Continuei imóvel olhando nos olhos dele.

– É sério... – ele revirou os olhos e cruzou os braços. – Você desejou morrer, eu sou um demônio, logicamente ouvi sua súplica...

– Isso faria de você um shinigami. – falei baixinho.

– Não, de jeito nenhum, fique quieta e escute. Antes que algum deus da morte te achasse suplicando a morte, eu corri primeiro na frente. Sou um demônio comprador de almas.

Me mantive inexpressiva e incrédula, o que fez ele ficar impaciente e revirar os olhos novamente. Devo tê-lo irritado, porque quando fechei os olhos para respirar fundo e os abri novamente, não era mais ele mesmo.

– Minha verdadeira forma, você deve ter gostado mais dela. – agora sua voz era mais forte e alta, o que me provocou um arrepio pela espinha.

– D-de... – gaguejei.

Era aquele rosto. O rosto ossudo de quando pulei! Os olhos bem mais vermelhos agora, as maçãs do rosto bem proeminentes, as veias, os lábios transparentes, o cabelo preto com aspecto molhado jogado para trás, e um par de chifres espiralados. Metade da face era mais escura, percebi então que eram marcas como se a pele tivesse sido queimada ali. Perdi o ar novamente e dei um passo para trás, o que me fez cair no chão.

– Sim, demônio. Finalmente acreditou. Sinceramente, vocês humanos são muito incrédulos e desconfiados, ninguém acredita em mim quando uso minha forma humana. – ele fez um beicinho com os lábios finos e estendeu a mão para mim. – Não tenha medo, eu sei que é feio.

– P-por quê? – balbuciei novamente, me apoiando na sua mão magra de dedos longos.

– Você sabe, naturalmente demônios são feios... – ele tombou a cabeça para o lado e me puxou para cima.

– Não isso. É que... Você veio me salvar?

– Sim. – ele fez uma pausa esperando que eu perguntasse por algo mais. – Em troca da sua alma, é claro. – arqueou uma sobrancelha como se falasse a coisa mais óbvia do mundo.

– Minha alma? Minha alma para que, quando eu realmente morrer, vá para o inferno junto de você?

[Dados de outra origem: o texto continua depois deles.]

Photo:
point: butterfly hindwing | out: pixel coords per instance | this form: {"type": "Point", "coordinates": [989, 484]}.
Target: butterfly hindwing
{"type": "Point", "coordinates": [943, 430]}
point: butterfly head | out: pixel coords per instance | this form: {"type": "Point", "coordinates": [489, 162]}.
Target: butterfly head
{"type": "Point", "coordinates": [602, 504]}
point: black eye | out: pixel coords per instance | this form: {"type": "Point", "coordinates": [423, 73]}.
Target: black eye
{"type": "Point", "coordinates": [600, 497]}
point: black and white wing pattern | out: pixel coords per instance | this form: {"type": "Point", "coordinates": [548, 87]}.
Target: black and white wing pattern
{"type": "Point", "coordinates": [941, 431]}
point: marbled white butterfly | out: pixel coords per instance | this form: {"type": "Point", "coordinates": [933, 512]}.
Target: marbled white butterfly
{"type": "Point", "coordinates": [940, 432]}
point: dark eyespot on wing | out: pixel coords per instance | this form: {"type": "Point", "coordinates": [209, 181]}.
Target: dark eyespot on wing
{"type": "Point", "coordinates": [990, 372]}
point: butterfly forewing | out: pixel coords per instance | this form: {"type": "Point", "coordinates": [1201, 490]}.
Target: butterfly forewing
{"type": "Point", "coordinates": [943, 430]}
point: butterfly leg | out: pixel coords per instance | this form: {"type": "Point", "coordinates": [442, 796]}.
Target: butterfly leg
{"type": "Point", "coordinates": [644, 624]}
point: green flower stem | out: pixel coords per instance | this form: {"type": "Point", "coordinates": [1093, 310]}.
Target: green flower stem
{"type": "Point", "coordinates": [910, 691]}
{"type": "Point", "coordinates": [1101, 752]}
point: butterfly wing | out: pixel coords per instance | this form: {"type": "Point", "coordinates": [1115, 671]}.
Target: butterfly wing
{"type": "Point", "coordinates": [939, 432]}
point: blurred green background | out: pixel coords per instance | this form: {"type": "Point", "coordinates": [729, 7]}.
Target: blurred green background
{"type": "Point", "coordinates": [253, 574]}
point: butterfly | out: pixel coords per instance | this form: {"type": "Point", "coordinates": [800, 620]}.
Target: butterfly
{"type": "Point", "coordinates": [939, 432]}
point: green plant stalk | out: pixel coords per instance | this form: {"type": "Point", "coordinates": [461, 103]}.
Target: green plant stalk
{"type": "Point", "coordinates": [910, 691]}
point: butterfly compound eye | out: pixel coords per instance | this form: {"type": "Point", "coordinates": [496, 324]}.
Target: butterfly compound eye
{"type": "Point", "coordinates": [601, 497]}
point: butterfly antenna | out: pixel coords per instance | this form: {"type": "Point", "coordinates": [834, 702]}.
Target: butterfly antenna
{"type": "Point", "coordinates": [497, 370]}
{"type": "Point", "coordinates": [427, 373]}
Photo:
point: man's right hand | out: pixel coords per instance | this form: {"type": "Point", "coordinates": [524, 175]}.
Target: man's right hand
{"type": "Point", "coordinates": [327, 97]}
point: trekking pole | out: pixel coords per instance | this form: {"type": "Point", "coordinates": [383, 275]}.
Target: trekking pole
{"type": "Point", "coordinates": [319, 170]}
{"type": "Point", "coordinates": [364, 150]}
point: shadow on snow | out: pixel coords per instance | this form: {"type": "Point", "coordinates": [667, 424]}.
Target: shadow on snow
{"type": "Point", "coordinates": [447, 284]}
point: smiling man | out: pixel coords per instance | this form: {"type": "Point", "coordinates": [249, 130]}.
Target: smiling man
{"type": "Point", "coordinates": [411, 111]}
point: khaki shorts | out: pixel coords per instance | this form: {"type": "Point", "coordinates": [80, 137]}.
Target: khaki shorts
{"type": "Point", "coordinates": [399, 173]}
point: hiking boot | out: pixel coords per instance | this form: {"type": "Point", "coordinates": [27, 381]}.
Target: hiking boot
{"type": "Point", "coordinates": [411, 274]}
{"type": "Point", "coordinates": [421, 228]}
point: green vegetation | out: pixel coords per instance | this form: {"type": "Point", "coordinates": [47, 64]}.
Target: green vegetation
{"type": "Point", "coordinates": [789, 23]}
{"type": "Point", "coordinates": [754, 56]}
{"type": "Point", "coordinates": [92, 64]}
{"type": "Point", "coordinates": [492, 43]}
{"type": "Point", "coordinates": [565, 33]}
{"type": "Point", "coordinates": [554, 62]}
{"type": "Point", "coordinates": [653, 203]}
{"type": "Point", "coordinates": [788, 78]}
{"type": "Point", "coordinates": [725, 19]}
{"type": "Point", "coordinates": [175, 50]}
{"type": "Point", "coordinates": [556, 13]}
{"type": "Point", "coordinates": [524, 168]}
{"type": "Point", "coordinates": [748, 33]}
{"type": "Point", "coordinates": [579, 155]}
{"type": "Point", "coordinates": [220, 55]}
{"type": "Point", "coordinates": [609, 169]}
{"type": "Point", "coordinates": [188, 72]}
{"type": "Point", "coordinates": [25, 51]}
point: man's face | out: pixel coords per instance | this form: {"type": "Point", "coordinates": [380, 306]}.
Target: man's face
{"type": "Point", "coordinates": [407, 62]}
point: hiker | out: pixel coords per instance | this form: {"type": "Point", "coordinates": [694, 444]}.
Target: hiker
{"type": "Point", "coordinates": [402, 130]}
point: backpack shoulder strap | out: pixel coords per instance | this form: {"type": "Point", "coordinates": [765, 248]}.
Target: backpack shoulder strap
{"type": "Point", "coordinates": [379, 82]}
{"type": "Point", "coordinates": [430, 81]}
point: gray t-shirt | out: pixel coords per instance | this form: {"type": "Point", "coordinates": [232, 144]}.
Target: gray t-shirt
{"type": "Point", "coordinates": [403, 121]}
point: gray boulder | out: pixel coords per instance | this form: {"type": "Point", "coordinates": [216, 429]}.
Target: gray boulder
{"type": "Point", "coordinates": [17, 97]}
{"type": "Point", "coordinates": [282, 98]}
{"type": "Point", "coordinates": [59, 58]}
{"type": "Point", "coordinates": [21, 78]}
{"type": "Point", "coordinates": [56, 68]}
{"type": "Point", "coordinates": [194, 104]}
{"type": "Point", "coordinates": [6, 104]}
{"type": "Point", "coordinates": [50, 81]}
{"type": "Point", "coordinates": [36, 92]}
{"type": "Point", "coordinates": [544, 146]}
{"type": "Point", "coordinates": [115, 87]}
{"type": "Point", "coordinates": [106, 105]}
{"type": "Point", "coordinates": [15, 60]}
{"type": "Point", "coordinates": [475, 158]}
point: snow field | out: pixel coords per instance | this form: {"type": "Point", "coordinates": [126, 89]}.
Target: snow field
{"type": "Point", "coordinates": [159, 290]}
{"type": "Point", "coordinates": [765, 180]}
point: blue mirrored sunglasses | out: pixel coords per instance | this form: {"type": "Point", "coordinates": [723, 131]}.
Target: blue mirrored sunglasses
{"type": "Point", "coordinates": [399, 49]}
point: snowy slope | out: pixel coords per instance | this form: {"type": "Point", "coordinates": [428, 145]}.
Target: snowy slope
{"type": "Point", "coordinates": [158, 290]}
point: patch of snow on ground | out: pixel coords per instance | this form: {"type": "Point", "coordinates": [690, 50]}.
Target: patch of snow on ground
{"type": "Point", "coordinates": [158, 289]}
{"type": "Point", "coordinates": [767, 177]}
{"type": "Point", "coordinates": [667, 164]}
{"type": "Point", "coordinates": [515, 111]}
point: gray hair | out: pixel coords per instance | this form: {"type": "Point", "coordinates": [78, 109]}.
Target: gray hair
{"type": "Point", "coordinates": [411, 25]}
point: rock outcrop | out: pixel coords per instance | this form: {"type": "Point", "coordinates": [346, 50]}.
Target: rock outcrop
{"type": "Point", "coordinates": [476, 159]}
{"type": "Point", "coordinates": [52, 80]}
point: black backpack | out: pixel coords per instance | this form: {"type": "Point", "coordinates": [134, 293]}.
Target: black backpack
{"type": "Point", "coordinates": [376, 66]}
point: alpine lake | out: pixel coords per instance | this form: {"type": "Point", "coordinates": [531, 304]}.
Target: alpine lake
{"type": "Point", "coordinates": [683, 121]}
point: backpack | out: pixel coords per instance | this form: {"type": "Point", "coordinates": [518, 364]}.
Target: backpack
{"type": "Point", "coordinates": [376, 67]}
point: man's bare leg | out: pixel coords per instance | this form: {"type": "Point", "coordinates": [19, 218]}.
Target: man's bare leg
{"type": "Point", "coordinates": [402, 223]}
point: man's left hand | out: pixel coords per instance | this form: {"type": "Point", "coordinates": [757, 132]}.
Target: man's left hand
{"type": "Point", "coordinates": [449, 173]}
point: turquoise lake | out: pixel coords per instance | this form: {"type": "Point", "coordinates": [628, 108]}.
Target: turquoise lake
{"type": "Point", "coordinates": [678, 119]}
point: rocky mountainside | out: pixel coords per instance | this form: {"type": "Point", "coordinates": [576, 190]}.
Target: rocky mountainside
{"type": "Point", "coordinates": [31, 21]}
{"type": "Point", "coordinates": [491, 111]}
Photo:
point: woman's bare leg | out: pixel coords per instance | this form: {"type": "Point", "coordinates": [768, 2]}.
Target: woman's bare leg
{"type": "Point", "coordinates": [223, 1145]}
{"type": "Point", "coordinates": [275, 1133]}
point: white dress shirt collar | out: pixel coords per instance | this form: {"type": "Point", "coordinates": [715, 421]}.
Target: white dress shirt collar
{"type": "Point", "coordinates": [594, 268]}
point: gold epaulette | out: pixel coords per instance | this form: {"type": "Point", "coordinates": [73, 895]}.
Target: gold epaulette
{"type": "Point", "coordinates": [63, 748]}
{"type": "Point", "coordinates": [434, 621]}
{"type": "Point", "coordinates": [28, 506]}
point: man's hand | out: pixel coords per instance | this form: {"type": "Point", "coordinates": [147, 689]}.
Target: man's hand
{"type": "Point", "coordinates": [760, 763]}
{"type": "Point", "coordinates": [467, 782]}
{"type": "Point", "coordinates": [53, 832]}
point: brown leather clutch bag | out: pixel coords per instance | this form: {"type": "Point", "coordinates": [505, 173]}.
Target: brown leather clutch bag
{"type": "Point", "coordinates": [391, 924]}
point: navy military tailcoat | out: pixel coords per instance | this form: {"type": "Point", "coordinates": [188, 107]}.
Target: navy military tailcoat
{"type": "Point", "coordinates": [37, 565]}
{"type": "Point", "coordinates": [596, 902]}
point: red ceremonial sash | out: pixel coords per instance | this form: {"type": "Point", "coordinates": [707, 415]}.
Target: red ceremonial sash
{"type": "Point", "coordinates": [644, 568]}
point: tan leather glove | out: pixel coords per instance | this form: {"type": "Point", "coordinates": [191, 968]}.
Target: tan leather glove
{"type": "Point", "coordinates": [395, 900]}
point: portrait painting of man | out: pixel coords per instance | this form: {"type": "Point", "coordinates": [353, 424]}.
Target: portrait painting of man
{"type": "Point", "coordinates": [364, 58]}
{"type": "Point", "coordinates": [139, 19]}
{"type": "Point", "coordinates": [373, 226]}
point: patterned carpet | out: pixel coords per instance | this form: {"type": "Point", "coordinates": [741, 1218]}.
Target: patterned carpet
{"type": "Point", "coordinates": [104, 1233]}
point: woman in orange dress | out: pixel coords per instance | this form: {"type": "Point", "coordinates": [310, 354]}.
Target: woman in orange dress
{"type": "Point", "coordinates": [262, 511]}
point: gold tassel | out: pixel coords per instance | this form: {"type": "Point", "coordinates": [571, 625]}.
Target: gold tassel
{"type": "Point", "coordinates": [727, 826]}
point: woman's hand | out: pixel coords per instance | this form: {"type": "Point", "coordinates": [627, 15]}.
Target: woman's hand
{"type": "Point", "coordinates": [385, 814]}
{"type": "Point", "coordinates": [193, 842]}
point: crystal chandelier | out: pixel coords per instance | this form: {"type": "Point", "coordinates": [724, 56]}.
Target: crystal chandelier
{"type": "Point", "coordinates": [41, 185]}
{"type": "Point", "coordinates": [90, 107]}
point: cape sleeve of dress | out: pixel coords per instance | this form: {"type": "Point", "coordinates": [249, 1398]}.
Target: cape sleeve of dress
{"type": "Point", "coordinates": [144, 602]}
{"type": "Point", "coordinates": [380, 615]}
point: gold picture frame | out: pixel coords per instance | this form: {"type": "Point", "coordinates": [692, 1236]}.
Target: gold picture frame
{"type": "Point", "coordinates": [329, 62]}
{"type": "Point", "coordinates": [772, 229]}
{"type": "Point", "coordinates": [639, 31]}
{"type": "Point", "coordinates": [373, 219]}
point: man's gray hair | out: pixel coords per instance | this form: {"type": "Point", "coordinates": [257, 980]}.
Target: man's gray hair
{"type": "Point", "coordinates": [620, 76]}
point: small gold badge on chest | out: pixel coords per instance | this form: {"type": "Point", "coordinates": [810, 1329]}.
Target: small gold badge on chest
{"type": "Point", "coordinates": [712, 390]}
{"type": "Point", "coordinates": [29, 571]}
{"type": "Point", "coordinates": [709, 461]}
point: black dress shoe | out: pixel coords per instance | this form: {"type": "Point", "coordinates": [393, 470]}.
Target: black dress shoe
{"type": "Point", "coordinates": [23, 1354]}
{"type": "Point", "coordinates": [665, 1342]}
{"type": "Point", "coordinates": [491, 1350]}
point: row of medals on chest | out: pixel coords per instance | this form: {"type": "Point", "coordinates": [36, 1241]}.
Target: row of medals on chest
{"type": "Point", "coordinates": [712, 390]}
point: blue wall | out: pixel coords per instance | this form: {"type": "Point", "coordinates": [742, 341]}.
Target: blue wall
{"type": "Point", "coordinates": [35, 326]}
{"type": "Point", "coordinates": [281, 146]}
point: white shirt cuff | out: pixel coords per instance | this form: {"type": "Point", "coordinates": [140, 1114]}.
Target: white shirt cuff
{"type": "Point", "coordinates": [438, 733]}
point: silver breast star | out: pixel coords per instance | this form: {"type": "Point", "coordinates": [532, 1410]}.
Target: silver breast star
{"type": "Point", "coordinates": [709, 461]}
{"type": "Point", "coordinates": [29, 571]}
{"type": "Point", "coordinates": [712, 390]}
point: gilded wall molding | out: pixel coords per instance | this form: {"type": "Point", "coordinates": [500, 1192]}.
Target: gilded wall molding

– Ding ding. – imitou um sininho e riu em seguida. – Você é esperta.

– Por quê?

– E muito curiosa também. Bom, eu sou um demônio, coleciono almas. – deu de ombros. – Olhe, você pode morrer agora e dar adeus a essa vidinha miserável que teve nesses dezessete anos, ou escolher viver até a velhice com felicidade e dignidade. Até construir uma família, sei lá.

– Isso é realmente verdade?

– Garota, demônios não mentem.

– Irônico.

– Humanos mentem. – ele franziu o cenho, irritado. – Bom, tanto faz. Vê? Você já se sente melhor agora só pela minha presença. – ele mordeu o lábio, mas gargalhou em seguida.

De fato, me sentia melhor. Movi meus músculos só para ter certeza e certamente estava curada.

– Eu ainda não respondi, por que me fez me sentir melhor? – toquei meu ombro e não senti mais os cacos de vidros que estavam ali.

– É só uma gentileza. – ele fez cara de desgosto. – Ah, sinceramente, humanos...

Fechei os olhos novamente e os mantive assim por alguns segundos, esperando o momento em que ia morrer de verdade, mas esse momento não veio. Não foi um sonho, ilusão, paranoia ou mágica. Foi um demônio em busca de minha alma.